A machine-rendered reading of the paper's core claim, the machinery that carries it, and where it could break.
Core claim
By embedding discrete patch tokenization inside the continuous diffusion score function and training it differentiably with soft top-k aggregation, the model learns a parameterization that respects manifold geometry; this yields FID of 22.73 after 80 epochs without guidance (versus 43.47 for vanilla DiT-B/2) and FID of 2.06 for the 130M-parameter MIND-B with guidance (versus 3.1B-parameter LlamaGen).
What carries the argument
Integration of discrete patch tokenization into the continuous diffusion score function via soft top-k aggregation, which quantifies manifold structure while preserving differentiability and parallel generation.
If this is right
- The base model halves FID relative to the DiT-B/2 baseline after identical 80-epoch training without guidance.

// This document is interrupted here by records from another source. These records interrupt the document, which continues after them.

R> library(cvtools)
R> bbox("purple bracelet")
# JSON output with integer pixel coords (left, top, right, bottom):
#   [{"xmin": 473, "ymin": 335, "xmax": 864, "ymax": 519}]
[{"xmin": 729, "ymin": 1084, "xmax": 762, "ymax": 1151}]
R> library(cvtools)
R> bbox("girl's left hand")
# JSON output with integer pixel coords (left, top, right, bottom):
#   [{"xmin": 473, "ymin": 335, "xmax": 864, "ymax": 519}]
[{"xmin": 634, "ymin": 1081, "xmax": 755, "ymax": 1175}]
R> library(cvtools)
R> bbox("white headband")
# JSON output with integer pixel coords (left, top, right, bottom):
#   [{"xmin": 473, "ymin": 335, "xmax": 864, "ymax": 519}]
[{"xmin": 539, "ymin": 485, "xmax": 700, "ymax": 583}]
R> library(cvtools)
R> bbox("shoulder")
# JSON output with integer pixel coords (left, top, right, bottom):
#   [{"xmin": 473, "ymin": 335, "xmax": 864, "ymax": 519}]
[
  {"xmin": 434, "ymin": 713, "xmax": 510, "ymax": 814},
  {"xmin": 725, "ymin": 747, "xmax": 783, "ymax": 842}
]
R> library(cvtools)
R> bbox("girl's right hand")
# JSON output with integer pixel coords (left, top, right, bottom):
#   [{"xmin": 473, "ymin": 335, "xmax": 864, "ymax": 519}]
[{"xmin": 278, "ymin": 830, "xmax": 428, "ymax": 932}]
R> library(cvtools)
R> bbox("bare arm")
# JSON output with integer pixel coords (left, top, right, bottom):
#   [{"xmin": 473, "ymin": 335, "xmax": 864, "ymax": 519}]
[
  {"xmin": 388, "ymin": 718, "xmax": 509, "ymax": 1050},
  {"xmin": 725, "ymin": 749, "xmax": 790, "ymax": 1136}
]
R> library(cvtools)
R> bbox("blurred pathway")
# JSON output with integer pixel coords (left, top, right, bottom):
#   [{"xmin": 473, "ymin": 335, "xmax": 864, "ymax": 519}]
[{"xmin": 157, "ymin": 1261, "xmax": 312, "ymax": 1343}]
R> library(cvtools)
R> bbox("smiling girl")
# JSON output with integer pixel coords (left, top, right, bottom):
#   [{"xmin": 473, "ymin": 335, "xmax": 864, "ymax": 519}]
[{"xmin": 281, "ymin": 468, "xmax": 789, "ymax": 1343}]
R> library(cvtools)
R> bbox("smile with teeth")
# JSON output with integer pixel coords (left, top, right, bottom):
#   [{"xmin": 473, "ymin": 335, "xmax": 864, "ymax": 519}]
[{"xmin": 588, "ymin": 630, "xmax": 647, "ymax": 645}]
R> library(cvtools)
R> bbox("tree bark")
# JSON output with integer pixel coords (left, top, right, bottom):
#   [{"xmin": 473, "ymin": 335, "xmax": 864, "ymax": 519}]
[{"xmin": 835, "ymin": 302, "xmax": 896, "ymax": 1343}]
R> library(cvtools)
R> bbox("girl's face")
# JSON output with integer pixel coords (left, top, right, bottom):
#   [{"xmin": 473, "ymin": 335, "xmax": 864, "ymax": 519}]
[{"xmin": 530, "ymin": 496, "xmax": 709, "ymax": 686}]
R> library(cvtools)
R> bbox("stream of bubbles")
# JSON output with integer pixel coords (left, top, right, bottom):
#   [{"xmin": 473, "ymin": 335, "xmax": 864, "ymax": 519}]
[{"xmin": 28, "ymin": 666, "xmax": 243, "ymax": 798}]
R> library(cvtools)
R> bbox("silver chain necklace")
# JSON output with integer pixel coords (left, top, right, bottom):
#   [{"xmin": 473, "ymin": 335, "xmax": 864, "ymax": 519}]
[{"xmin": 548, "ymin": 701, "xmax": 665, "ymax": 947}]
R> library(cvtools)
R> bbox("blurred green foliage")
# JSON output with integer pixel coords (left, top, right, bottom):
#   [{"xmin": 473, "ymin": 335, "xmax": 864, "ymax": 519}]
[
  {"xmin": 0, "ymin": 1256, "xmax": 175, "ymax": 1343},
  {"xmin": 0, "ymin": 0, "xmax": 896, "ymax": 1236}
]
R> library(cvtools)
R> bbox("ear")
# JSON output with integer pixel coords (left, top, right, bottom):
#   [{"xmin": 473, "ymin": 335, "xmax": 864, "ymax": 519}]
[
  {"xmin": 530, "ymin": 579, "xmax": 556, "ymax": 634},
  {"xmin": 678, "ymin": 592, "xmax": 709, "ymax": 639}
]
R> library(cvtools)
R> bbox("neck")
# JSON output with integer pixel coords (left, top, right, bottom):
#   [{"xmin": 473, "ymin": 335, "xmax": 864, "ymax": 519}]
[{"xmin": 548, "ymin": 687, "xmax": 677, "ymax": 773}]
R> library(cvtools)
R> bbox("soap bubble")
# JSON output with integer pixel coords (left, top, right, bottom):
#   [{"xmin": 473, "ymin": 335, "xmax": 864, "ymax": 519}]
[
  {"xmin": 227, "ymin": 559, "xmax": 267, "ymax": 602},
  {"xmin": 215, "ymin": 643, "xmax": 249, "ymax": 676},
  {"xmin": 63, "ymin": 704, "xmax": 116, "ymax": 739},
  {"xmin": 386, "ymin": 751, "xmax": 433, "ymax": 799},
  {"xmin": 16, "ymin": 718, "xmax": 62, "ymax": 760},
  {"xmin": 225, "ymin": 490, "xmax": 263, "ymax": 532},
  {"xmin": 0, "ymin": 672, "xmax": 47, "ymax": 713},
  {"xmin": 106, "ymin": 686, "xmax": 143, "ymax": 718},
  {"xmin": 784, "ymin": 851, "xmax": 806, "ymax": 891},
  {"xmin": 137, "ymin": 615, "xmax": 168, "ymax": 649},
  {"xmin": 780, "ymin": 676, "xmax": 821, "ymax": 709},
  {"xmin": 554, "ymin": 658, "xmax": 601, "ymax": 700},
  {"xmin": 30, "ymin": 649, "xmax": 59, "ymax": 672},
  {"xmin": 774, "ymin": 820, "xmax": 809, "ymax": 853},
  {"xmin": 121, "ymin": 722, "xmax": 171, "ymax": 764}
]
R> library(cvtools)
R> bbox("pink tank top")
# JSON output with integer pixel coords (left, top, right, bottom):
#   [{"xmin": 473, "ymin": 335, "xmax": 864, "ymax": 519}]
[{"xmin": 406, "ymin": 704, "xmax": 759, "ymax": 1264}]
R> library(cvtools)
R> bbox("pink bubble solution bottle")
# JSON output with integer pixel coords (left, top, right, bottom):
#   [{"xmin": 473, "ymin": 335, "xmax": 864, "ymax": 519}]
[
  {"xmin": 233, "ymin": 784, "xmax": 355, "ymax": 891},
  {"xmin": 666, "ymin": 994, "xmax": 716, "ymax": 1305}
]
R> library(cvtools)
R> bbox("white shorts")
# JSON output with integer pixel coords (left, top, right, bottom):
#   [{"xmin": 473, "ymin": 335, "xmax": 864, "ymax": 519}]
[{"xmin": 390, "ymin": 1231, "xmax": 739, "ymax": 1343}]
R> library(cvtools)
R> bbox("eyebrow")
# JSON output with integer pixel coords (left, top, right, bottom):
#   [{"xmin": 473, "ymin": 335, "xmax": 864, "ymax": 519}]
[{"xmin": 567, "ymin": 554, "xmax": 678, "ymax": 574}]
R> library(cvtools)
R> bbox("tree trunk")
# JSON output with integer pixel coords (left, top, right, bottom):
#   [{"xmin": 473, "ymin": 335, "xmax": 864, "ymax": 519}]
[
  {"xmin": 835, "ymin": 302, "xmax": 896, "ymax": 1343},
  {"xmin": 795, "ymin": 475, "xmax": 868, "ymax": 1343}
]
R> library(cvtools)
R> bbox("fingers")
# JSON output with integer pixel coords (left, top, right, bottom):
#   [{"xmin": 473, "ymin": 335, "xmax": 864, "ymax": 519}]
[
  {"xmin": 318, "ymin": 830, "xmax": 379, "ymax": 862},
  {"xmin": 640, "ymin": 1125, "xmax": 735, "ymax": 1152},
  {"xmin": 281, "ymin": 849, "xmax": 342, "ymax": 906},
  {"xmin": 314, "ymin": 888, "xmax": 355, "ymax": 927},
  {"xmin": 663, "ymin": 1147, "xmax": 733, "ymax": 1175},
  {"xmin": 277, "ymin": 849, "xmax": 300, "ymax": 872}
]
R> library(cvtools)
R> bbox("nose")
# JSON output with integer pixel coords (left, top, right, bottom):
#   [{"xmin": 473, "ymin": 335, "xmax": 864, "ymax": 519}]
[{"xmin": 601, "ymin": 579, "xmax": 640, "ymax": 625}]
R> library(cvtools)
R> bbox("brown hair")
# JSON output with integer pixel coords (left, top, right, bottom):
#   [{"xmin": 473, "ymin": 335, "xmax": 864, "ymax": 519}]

- MIND-B with 130M parameters reaches FID 2.06 with guidance, beating a 3.1B-parameter model.
- MIND-XL with 715M parameters further lowers FID to 1.95.
- Average FID drops 15.95 relative to DiT and 9.06 relative to SiT across reported settings.
- Multi-stage transition sampling dynamically adapts the schedule during inference.
Where Pith is reading between the lines
- The same tokenization-plus-score-function pattern could be tested on non-image domains such as audio or 3D shapes to check whether manifold geometry benefits transfer.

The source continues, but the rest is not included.